Table 3. Results of Examples 3 and 4, using presented method.

N	Maximal Errors
	Exp. 3	Exp. 4
11	$1.54\times {10}^{-9}$	$2.63\times {10}^{-3}$
13	$5.85\times {10}^{-14}$	$4.11\times {10}^{-5}$
15	$3.64\times {10}^{-15}$	$5.15\times {10}^{-7}$
17	$1.27\times {10}^{-16}$	$5.01\times {10}^{-9}$

, show that the desired accuracy is obtained.

5. Conclusions

In this paper, an efficient and accurate numerical algorithm has been applied to solve boundary and initial value problems by using the Chebyshev–Tau method.

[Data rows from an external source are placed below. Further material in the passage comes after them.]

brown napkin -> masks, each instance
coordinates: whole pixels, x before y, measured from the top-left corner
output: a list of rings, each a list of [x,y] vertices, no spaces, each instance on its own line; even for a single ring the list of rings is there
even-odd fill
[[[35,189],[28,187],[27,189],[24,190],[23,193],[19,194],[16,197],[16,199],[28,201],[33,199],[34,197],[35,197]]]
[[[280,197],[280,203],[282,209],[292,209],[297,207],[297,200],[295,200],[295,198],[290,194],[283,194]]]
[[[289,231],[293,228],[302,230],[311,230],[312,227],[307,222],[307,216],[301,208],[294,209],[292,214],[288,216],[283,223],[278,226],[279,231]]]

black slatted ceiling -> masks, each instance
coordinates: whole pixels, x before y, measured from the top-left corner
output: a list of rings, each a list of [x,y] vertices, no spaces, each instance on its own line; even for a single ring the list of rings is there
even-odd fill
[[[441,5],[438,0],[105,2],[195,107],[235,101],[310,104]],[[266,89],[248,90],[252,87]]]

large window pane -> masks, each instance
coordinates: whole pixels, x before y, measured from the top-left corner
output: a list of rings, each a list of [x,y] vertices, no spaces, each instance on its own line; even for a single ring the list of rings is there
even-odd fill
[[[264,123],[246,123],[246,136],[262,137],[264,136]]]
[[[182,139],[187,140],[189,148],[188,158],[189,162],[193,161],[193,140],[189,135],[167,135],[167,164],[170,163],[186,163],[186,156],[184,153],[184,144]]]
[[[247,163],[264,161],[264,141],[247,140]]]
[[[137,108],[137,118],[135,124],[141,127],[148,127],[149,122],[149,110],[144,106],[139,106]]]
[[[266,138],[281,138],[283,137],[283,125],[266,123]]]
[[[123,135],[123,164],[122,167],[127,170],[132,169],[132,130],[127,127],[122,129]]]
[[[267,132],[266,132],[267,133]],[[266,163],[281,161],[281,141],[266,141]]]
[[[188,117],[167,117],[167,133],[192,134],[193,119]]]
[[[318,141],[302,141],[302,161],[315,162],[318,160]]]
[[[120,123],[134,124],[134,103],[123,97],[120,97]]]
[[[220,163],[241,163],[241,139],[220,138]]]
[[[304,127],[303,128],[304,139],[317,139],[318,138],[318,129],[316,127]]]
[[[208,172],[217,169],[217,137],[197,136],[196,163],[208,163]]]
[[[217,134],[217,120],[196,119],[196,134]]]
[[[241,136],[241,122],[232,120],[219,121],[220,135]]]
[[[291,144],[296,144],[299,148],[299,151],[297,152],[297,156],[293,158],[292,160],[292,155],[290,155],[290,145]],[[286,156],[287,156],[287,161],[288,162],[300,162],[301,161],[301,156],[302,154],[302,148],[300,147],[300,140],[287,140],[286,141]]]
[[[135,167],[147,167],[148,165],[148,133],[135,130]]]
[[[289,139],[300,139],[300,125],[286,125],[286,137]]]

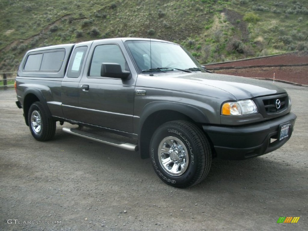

Due to the wide application of boundary value problems in many different fields, an engineering problem which is arising in elastic foundation is chosen as test example. By utilizing proposed method, the sparsity of the obtained derivative operational matrix makes us able to solve the linear system with much less computational cost and much more computational speed. The reported results indicated that the proposed scheme can obtain appropriate approximate solutions in comparing with the exact solution. Moreover, by increasing the order of Chebyshev polynomial, a better approximation was achieved.